Het horen van de vertrouwenspersoon

De eiseres stelde dat het onrechtmatig was dat de commissie de vertrouwenspersoon heeft ondervraagd over onderwerpen die geen verband hielden met de aanrandingen. Dit vanwege het feit dat de vertrouwenspersoon alleen voor dit onderwerp was ontslagen van haar geheimhoudingsplicht. De gedaagde betwistte dit en wees erop dat de vertrouwenspersoon op verzoek van de eiseres was gehoord. De rechtbank oordeelde dat de gedaagde niet onrechtmatig handelde door de vertrouwenspersoon breder te ondervragen dan alleen over de aanrandingen. De formulering van de eiseres was onvoldoende duidelijk om beperkingen aan te nemen.
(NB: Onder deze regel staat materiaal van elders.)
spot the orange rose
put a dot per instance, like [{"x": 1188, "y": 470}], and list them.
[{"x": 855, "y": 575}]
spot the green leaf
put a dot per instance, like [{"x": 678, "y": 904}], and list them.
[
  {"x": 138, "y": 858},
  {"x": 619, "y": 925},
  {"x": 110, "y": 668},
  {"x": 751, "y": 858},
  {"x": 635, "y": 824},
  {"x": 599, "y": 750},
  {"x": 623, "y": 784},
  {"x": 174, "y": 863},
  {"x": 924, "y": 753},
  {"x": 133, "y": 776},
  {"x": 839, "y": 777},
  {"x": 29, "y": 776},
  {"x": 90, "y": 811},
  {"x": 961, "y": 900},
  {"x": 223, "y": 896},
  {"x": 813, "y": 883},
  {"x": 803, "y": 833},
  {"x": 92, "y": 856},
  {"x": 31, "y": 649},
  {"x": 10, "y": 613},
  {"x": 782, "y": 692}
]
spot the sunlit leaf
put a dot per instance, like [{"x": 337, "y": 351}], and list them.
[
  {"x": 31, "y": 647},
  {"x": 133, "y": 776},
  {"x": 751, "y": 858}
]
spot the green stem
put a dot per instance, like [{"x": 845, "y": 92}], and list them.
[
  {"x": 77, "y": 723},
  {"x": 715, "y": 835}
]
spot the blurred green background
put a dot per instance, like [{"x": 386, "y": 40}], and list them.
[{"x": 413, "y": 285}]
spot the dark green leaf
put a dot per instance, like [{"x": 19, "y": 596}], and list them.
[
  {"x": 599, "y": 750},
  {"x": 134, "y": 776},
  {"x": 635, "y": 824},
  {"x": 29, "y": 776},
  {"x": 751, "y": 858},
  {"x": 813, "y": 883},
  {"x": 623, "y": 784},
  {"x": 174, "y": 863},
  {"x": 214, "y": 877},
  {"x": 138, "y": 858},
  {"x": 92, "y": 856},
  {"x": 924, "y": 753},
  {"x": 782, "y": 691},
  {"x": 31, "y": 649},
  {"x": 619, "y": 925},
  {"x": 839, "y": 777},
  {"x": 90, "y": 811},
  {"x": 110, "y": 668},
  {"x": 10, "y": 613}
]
Stellen van niet-relevante vragen

De eiseres voerde aan dat de gedaagde in strijd met de AVG had gehandeld door vragen te stellen die geen rechtstreeks verband hielden met de klachten. De rechtbank erkende dat de relevantie van sommige vragen niet direct duidelijk was. Nu benadrukte de rechtbank dat een klachtencommissie de vrijheid heeft om vragen te stellen die bijdragen aan een breder beeld van de situatie of persoon. De eiseres had onvoldoende specifiek onderbouwd waarom deze vragen in strijd zouden zijn met de AVG.

Conclusie van de rechtbank

De rechtbank concludeerde dat niet was aangetoond dat de gedaagde had gehandeld in strijd met artikel 5 of 6 van de AVG. De klachtencommissie had binnen haar bevoegdheid gehandeld door vragen te stellen die, hoewel niet direct gerelateerd aan de ingediende klachten, relevant konden zijn voor de oordeelsvorming.

Rechten en AVG: wees voorbereid

Deze uitspraak benadrukt het belang van duidelijke communicatie en instemming bij de verwerking van persoonsgegevens en de vrijheid van een klachtencommissie om een breed scala aan vragen te stellen om een rechtvaardig oordeel te vormen. Het is cruciaal dat betrokkenen bij een klachtenprocedure duidelijk specificeren wat zij wel en niet toestaan qua gegevensverwerking en welke informatie gedeeld mag worden. Zorg ervoor dat je goed geïnformeerd bent over je rechten onder de AVG.